Changer de prestataire informatique sans perdre vos accès, vos données ni votre continuité

Le guide complet du dirigeant : accès à récupérer, pièges contractuels, RGPD, plan de bascule en 8 étapes, modèle d'email de restitution et PV de reprise.

Article rédigé par Sylvain Gasnier, fondateur de Vaucluse Informatique — Expert en ingénierie informatique (Bac+5, Université de Lyon), plus de 10 ans d'expérience terrain. En savoir plus sur l'équipe.
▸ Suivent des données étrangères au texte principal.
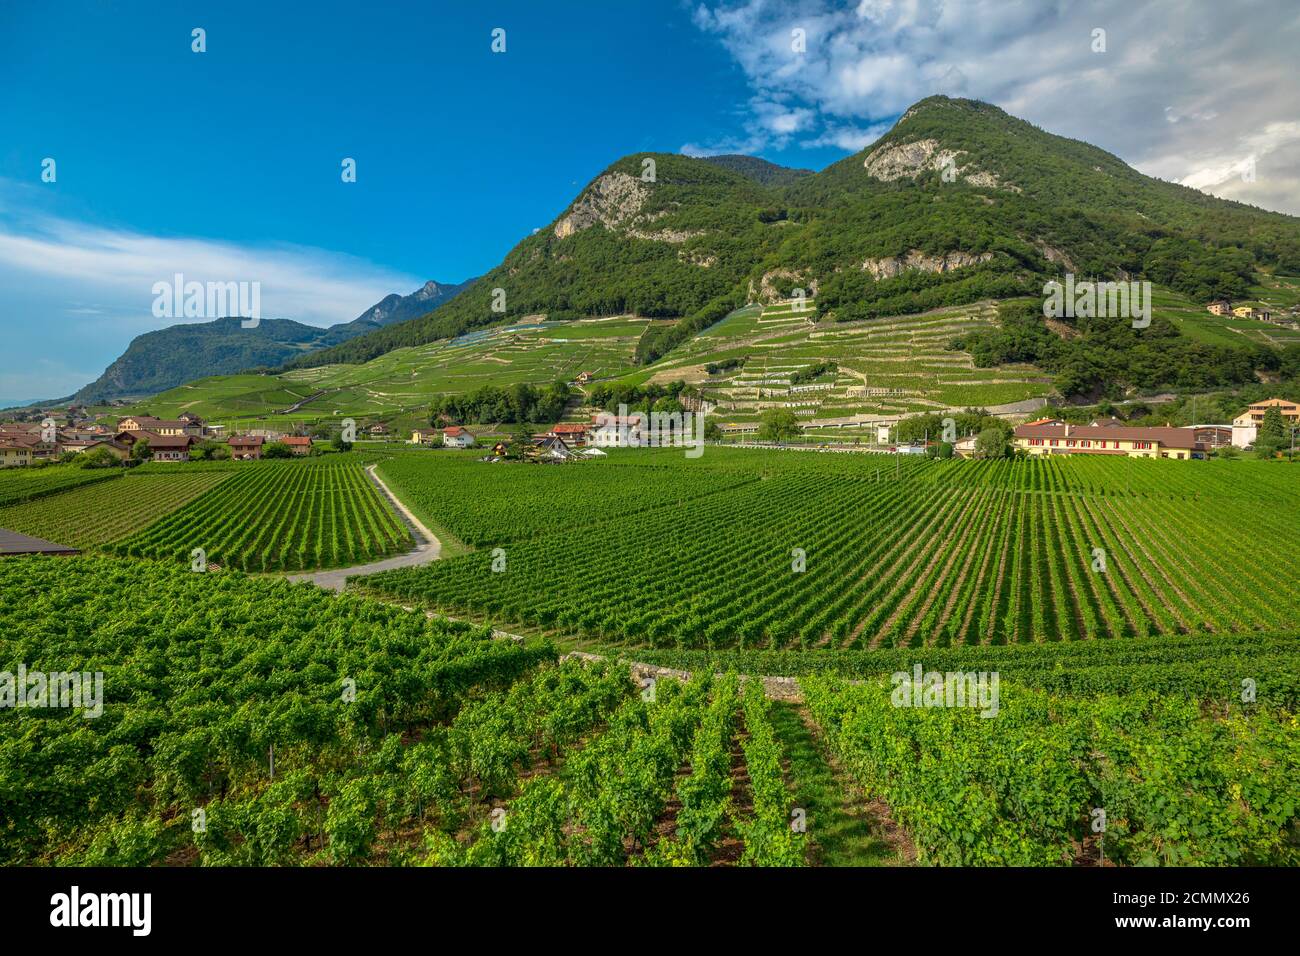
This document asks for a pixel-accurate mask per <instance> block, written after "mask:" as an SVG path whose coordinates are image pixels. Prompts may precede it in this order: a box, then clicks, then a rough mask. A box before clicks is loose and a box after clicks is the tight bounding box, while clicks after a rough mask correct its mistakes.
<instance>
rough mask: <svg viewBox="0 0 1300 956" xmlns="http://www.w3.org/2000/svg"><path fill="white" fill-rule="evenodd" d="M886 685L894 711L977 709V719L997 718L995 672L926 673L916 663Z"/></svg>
mask: <svg viewBox="0 0 1300 956" xmlns="http://www.w3.org/2000/svg"><path fill="white" fill-rule="evenodd" d="M891 682H892V683H893V685H894V689H893V693H892V695H891V696H889V700H891V701H892V702H893V705H894V706H896V708H978V709H979V711H980V717H997V709H998V704H997V701H998V674H997V671H946V672H944V671H927V670H923V669H922V666H920V665H919V663H918V665H915V666H914V667H913V669H911V674H909V672H907V671H894V674H893V676H892V678H891Z"/></svg>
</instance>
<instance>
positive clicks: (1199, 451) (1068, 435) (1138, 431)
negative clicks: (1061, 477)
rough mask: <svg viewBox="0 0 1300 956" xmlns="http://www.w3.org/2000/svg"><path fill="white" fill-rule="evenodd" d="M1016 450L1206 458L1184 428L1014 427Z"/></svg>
mask: <svg viewBox="0 0 1300 956" xmlns="http://www.w3.org/2000/svg"><path fill="white" fill-rule="evenodd" d="M1013 442H1014V444H1015V447H1018V449H1023V450H1024V451H1027V453H1028V454H1031V455H1122V457H1127V458H1175V459H1191V458H1205V455H1206V451H1208V446H1206V445H1204V444H1203V442H1199V441H1196V434H1195V432H1192V431H1190V429H1187V428H1171V427H1166V428H1130V427H1128V425H1097V424H1092V425H1070V424H1061V425H1017V427H1015V432H1014V436H1013Z"/></svg>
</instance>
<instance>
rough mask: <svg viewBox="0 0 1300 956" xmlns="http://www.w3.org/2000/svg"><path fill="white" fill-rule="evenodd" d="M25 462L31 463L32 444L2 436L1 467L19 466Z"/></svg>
mask: <svg viewBox="0 0 1300 956" xmlns="http://www.w3.org/2000/svg"><path fill="white" fill-rule="evenodd" d="M25 464H31V445H29V444H27V442H25V441H14V440H13V438H6V437H0V468H17V467H19V466H25Z"/></svg>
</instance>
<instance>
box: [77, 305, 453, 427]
mask: <svg viewBox="0 0 1300 956" xmlns="http://www.w3.org/2000/svg"><path fill="white" fill-rule="evenodd" d="M473 281H474V280H467V281H465V282H460V284H443V282H433V281H430V282H425V284H424V286H421V287H420V289H417V290H416V291H413V293H411V294H409V295H398V294H395V293H394V294H391V295H386V297H383V299H381V300H380V302H377V303H376V304H373V306H370V307H369V308H368V310H365V311H364V312H361V315H359V316H357V317H356V319H354V320H352V321H350V323H339V324H338V325H331V326H329V328H325V329H321V328H317V326H313V325H303V324H302V323H296V321H292V320H291V319H263V320H260V321H259V323H257V325H256V328H251V329H246V328H243V326H242V320H240V319H237V317H225V319H214V320H212V321H208V323H188V324H185V325H169V326H168V328H165V329H157V330H155V332H146V333H144V334H143V336H136V337H135V338H134V339H131V343H130V345H129V346H127V349H126V351H125V352H122V355H121V356H118V358H117V359H116V360H114V362H113V363H112V364H110V365H109V367H108V368H107V369H104V373H103V375H101V376H100V377H99V378H96V380H95V381H92V382H91V384H90V385H87V386H85V388H83V389H81V390H79V392H78V393H77V394H75V395H73V401H75V402H83V403H85V402H103V401H110V399H114V398H126V397H135V395H151V394H155V393H159V392H165V390H166V389H170V388H175V386H177V385H182V384H185V382H187V381H192V380H195V378H204V377H207V376H212V375H231V373H235V372H242V371H244V369H250V368H266V367H276V365H282V364H285V363H286V362H290V360H291V359H295V358H298V356H302V355H307V354H309V352H312V351H315V350H318V349H326V347H329V346H334V345H338V343H341V342H346V341H347V339H350V338H355V337H356V336H361V334H365V333H368V332H374V330H377V329H381V328H383V326H386V325H391V324H394V323H402V321H406V320H408V319H413V317H416V316H420V315H424V313H425V312H429V311H430V310H433V308H437V307H438V306H439V304H442V303H443V302H447V300H448V299H451V298H452V297H455V295H458V294H459V293H460V291H463V290H464V289H467V287H469V285H472V284H473Z"/></svg>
En bref — ce que ce guide vous garantit

Changer de prestataire informatique n'est pas risqué en soi. Ce qui est risqué, c'est de le faire dans le désordre : résilier avant d'avoir récupéré ses accès, découvrir que le nom de domaine est au nom de l'ancien prestataire, ou que les sauvegardes n'ont jamais été testées. Ce guide vous donne la méthode complète pour reprendre le contrôle avant d'annoncer votre départ : les accès et documents à récupérer, les pièges contractuels, vos obligations RGPD, un modèle d'email de demande de restitution et un PV de reprise. Il s'adresse aux dirigeants de TPE et PME françaises, sans jargon inutile. Comptez une lecture de 15 minutes — qui peut vous éviter plusieurs semaines de blocage.
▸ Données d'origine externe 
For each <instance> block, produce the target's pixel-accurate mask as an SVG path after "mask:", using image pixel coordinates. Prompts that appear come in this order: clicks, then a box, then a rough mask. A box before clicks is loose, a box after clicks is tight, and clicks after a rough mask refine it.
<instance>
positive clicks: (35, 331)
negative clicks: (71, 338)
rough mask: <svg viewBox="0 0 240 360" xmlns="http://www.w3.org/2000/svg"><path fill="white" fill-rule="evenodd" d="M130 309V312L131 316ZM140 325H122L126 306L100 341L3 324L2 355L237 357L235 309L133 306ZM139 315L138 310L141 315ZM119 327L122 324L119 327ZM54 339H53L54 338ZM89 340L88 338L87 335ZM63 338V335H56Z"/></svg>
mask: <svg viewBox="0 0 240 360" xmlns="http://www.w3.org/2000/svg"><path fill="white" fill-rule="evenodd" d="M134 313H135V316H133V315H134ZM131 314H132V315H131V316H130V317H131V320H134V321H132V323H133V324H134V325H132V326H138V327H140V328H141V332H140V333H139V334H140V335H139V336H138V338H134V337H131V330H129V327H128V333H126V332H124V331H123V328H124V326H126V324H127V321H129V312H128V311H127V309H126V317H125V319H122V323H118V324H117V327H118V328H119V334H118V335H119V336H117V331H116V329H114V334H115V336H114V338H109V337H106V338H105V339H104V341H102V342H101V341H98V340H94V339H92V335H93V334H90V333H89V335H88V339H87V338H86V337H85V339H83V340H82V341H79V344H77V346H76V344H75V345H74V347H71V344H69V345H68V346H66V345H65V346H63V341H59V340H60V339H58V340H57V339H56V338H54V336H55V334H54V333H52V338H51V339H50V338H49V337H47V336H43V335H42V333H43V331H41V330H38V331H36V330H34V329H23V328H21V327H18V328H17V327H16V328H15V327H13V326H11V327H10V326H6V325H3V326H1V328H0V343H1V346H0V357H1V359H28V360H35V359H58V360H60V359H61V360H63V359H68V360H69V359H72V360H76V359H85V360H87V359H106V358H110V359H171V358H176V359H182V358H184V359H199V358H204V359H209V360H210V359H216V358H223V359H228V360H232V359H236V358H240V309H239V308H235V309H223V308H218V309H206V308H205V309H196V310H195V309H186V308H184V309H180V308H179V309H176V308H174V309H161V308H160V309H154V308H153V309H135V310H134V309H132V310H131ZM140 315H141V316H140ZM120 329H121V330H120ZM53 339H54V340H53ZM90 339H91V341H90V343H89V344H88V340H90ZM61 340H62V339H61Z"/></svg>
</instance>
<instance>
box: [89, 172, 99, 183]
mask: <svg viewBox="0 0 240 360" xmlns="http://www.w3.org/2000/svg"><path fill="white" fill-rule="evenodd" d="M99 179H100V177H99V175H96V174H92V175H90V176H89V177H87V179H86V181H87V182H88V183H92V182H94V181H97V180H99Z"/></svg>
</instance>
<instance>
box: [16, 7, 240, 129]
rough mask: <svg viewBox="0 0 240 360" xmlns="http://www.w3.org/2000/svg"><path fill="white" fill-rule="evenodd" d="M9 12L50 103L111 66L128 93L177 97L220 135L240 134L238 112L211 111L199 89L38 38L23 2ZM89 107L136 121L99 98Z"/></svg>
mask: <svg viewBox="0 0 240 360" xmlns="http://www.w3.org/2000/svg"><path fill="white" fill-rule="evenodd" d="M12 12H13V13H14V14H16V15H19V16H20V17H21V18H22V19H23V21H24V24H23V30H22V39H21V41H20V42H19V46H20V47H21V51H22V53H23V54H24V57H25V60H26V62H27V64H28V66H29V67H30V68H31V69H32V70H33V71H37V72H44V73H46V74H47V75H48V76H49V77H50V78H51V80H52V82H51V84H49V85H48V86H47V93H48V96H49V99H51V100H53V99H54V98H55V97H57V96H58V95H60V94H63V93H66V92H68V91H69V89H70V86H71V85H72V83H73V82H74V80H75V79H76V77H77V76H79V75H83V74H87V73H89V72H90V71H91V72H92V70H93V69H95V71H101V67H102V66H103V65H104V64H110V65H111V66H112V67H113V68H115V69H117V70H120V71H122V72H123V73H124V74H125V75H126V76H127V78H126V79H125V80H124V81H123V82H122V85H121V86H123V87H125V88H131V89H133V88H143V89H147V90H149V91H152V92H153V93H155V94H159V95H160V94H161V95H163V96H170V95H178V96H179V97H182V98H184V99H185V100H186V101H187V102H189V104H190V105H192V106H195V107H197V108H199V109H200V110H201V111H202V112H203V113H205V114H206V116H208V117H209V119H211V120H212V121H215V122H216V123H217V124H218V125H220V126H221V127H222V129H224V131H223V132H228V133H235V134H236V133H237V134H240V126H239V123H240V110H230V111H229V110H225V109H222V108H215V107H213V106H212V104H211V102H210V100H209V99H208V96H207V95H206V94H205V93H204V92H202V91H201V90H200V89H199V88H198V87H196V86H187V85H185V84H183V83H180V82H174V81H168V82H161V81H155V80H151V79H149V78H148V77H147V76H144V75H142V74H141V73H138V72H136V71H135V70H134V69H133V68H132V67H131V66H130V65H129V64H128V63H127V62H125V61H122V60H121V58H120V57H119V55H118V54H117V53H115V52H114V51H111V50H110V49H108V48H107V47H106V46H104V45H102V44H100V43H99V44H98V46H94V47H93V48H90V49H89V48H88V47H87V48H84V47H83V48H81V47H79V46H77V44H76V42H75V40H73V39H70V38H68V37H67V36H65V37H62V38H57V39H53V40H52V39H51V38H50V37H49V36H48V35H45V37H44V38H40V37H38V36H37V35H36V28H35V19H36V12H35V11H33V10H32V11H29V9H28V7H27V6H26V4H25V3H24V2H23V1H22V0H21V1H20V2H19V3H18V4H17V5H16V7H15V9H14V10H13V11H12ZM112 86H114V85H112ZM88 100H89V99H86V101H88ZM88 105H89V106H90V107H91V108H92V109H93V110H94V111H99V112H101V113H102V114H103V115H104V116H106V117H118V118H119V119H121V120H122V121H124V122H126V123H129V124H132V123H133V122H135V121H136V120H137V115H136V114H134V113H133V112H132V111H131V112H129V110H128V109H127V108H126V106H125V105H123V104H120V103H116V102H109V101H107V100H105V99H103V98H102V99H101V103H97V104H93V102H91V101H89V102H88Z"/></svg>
Les vrais signaux qu'il est temps de changer

Un incident isolé ne justifie pas un changement. Une accumulation de symptômes, si. Les six signaux qui reviennent dans la quasi-totalité des reprises que notre équipe effectue :

Le support répond trop tard, ou trop flou. Vous relancez plusieurs fois pour une imprimante, personne ne sait vous dire qui traite votre demande ni quand. Le problème n'est pas la panne — c'est l'absence de processus.

Les mêmes incidents reviennent. Un prestataire qui répare sans jamais prévenir traite les symptômes. Si votre serveur « replante » tous les deux mois, c'est que personne ne cherche la cause.

La facturation est incompréhensible. Vous ne savez plus ce qui est inclus dans votre contrat et ce qui est facturé en plus. Un périmètre flou profite rarement au client.

Personne ne peut vous prouver que les sauvegardes fonctionnent. « Oui oui, c'est sauvegardé » n'est pas une preuve. Une sauvegarde qui n'a jamais été restaurée en test n'est pas une sauvegarde — c'est un espoir.

Vous êtes dépendant sans le savoir. Les mots de passe, la documentation, les contrats opérateurs : tout est « chez lui ». Le jour où la relation se tend, cette dépendance devient un rapport de force.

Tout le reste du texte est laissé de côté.